Like the respiratory detection results of a typical example (0 degrees, 2 m) shown in Figure 12, a strong and regular respiratory signal was clearly acquired. There was only weak and chaotic noise when the human target left, demonstrating that the respiration feature acquired by bio-radar could convincingly confirm the human attribution. Moreover, the statistical results of different detection positions (angle and position) show that almost all human respiration can be detected from most view angles within a distance. Even the detection failure at 90 degrees can be solved by throwing over two radar modules or using our proposed omnidirectional bio-radar integrated module [20].

However, our previous studies have effectively verified that the injured human body will go through four typical physiological stages, including normal, transitioning, and agonal stages.

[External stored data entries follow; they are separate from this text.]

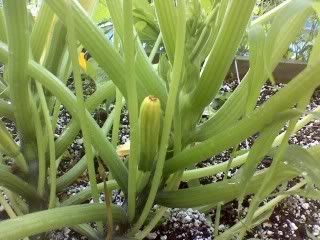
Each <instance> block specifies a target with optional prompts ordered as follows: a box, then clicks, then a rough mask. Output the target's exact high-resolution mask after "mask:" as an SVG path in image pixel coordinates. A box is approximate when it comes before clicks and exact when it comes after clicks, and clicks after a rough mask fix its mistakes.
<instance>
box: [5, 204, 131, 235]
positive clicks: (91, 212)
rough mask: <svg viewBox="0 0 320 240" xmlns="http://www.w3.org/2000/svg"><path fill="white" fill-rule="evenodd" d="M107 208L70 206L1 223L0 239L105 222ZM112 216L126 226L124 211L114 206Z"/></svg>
mask: <svg viewBox="0 0 320 240" xmlns="http://www.w3.org/2000/svg"><path fill="white" fill-rule="evenodd" d="M105 207H106V206H105V204H103V203H101V204H85V205H76V206H68V207H61V208H54V209H50V210H46V211H41V212H37V213H32V214H27V215H24V216H21V217H17V218H14V219H10V220H6V221H1V223H0V232H1V236H0V239H3V240H5V239H12V240H18V239H21V238H23V237H27V236H31V235H35V234H38V233H42V232H46V231H50V230H54V229H59V228H62V227H66V226H69V227H71V226H74V225H78V224H81V223H87V222H94V221H105V220H106V216H105ZM112 214H113V220H114V221H115V222H116V223H119V224H121V225H125V224H126V221H125V219H126V215H125V212H124V211H123V209H121V208H120V207H118V206H116V205H113V206H112ZM66 216H68V217H66Z"/></svg>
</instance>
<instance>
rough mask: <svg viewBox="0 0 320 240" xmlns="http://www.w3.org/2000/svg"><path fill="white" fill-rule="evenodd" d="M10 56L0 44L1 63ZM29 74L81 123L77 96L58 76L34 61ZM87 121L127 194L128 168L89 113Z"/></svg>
mask: <svg viewBox="0 0 320 240" xmlns="http://www.w3.org/2000/svg"><path fill="white" fill-rule="evenodd" d="M8 54H9V53H8V49H7V46H6V45H5V44H2V43H0V61H2V62H4V63H6V62H7V60H8ZM28 73H29V75H30V76H31V77H33V78H34V79H36V80H37V81H39V82H40V83H41V84H42V85H43V86H44V87H45V88H47V89H48V90H49V91H51V92H52V93H53V94H54V95H55V96H56V97H57V98H58V99H59V101H61V103H62V104H63V105H65V106H66V108H67V109H68V110H69V112H70V113H71V115H72V116H74V117H75V118H76V119H77V120H78V121H79V113H78V111H77V109H76V108H75V107H74V106H76V105H77V103H76V99H75V96H74V95H73V94H72V92H71V91H70V90H69V89H68V88H67V87H66V86H65V85H64V84H63V83H62V82H61V81H60V80H59V79H57V78H56V76H54V75H53V74H52V73H50V72H49V71H47V70H46V69H45V68H43V67H42V66H41V65H39V64H37V63H36V62H34V61H32V60H29V64H28ZM86 119H87V120H86V121H89V126H90V129H91V134H92V136H93V139H92V140H93V145H94V147H95V149H96V150H97V152H98V153H99V155H100V157H101V159H102V160H103V161H104V163H105V164H106V165H107V166H108V167H109V169H110V171H111V172H112V175H113V177H114V178H115V179H116V180H117V182H118V184H119V186H120V188H121V189H122V190H123V191H124V192H127V181H128V170H127V168H126V166H125V165H124V163H123V162H122V160H120V159H119V157H118V155H117V153H116V151H115V149H114V148H113V146H112V144H111V143H110V142H109V141H108V139H107V138H106V137H105V135H104V134H103V131H102V130H101V129H100V128H99V126H98V124H97V123H96V122H95V120H94V119H93V118H92V117H91V115H90V113H89V112H86Z"/></svg>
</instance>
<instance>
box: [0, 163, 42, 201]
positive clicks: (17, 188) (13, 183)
mask: <svg viewBox="0 0 320 240" xmlns="http://www.w3.org/2000/svg"><path fill="white" fill-rule="evenodd" d="M0 183H1V186H3V187H5V188H7V189H9V190H11V191H13V192H15V193H18V194H20V195H22V196H23V197H25V198H27V199H30V200H34V201H38V202H39V201H43V199H42V198H41V196H40V195H39V194H38V193H37V191H36V189H35V188H34V187H32V186H31V185H30V184H28V183H27V182H25V181H23V180H22V179H21V178H19V177H17V176H15V175H14V174H12V173H10V172H9V171H8V167H6V166H3V165H0Z"/></svg>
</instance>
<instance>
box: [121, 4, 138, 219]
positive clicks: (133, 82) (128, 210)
mask: <svg viewBox="0 0 320 240" xmlns="http://www.w3.org/2000/svg"><path fill="white" fill-rule="evenodd" d="M123 17H124V19H123V24H124V27H123V29H124V34H123V40H122V42H123V52H124V62H125V65H126V66H127V71H126V73H127V74H126V89H127V96H128V109H129V116H130V146H131V147H130V156H129V178H128V215H129V220H130V221H132V220H133V219H134V216H135V211H136V191H137V189H136V181H137V171H138V168H137V167H138V159H139V152H140V150H139V149H140V146H139V109H138V96H137V84H136V78H135V77H134V76H135V74H134V72H135V69H134V54H135V49H134V47H135V45H134V35H133V16H132V0H126V1H123Z"/></svg>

Fortunately, the bio-radar could effectively detect and judge these stages based on some signal features combined with machine learning methods [21]. Consequently, it could help determine the most appropriate rescue strategy of emergency UAV swarms for rescuers and finally help save more lives.

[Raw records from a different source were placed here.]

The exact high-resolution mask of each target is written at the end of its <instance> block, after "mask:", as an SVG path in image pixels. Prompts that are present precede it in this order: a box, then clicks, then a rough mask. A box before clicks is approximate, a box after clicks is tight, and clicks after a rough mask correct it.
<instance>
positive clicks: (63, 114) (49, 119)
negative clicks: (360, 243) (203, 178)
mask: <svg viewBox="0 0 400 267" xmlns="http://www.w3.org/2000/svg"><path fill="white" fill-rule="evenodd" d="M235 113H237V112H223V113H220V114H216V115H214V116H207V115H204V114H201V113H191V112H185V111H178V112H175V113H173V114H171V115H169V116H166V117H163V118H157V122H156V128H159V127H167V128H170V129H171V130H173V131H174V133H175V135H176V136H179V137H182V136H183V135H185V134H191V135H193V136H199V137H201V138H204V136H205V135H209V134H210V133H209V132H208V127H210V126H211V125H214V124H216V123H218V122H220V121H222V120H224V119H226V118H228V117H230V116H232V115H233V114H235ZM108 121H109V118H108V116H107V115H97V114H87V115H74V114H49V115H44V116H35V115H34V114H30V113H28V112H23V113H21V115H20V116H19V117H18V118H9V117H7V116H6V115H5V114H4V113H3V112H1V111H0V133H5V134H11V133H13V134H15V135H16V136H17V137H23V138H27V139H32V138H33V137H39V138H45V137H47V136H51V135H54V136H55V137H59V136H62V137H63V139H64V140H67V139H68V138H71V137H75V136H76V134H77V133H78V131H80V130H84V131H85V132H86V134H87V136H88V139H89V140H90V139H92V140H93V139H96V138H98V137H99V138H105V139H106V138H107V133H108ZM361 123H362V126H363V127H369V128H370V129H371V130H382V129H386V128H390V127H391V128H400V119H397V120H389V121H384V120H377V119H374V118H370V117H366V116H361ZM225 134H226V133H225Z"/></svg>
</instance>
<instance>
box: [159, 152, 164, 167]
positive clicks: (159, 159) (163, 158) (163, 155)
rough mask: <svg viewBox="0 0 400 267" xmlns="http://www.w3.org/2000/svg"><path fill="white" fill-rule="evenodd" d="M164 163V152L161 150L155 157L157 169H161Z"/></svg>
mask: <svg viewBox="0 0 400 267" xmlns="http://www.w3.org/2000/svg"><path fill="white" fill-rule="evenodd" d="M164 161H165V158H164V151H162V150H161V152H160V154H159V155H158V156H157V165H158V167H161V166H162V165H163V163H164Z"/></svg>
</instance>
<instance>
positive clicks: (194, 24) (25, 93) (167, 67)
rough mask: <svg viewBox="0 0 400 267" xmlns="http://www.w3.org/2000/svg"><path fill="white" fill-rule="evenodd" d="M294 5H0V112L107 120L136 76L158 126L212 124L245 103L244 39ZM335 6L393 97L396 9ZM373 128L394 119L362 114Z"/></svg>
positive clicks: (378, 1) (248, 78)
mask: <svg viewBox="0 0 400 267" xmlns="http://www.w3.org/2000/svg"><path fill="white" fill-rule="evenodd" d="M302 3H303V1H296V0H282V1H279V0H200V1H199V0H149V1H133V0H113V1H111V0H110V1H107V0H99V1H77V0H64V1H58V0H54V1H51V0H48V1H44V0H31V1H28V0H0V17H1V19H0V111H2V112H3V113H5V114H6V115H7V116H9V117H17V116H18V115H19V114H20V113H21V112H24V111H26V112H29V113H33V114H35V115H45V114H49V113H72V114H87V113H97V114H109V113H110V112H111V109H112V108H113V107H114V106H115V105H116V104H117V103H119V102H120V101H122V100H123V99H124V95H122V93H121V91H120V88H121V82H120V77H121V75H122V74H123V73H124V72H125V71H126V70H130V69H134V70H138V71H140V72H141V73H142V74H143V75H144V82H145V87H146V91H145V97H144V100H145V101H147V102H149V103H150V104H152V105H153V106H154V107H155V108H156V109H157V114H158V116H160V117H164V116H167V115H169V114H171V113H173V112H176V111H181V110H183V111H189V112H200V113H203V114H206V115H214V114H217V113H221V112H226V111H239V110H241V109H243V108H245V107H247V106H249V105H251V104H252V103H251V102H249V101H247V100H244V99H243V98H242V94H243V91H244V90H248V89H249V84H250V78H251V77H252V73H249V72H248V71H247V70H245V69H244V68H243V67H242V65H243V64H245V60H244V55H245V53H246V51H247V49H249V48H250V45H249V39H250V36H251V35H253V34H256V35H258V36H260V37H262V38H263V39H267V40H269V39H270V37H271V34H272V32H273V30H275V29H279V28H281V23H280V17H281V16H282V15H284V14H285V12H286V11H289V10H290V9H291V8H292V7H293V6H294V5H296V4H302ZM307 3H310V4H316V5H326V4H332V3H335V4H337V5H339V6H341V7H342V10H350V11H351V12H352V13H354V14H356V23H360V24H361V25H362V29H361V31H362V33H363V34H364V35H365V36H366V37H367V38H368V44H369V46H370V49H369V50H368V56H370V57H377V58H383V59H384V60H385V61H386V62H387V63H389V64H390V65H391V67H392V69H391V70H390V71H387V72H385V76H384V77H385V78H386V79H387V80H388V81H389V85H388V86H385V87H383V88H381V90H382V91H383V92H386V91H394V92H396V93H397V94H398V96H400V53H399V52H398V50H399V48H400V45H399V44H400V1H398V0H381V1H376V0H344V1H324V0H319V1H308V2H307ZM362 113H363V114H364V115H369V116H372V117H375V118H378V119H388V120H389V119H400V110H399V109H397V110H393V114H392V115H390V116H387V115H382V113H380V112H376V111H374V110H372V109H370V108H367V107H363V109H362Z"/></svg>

3.4. Medical Emergencies through the Emergency UAV

The degree of urgency and priority of medical treatment depends mainly on the degree of injury and physiological state. Therefore, these medical emergency UAVs will perform reasonable treatment missions according to the physiological state evaluation based on the detected respiratory radar signal. As shown in Figure 13, this type of UAV is equipped with a throwing switch and an outdoor first-aid kit for autonomously throwing medical supplies. Bandages and haemostatic drugs can provide the injured person with timely treatment for trauma. In addition, quick-acting rescue pills, cold medicine, and nitroglycerin can relieve some sudden acute symptoms and effectively obtain more rescue time for those in distress.

4. Conclusions

Targeting the challenging mission chain, including searching, sensing, and emergency treatment of injured human targets under a wide-area outdoor jungle environment, a novel cooperative strategy for distributed UAV swarms is proposed. In this way, the multi-UAV network will work collaboratively to perform a quick search, accurate sensing, and timely medical treatment. This provides a strong basis for the planning of rescue programs, reducing the difficulty of searching for the wounded and effectively improving the efficiency of searching for and rescuing the wounded. The combination of casualty search and technology such as drones, machine vision, and bio-radar will subvert traditional search and rescue methods. Generally, however, the collaborative search and rescue of the outdoor injured based on the distributed drone swarms could also be continuously improved, such as the accuracy of physiological state evaluation. However, it is promising to lay a foundation for the intelligent search and rescue of the injured in the new era.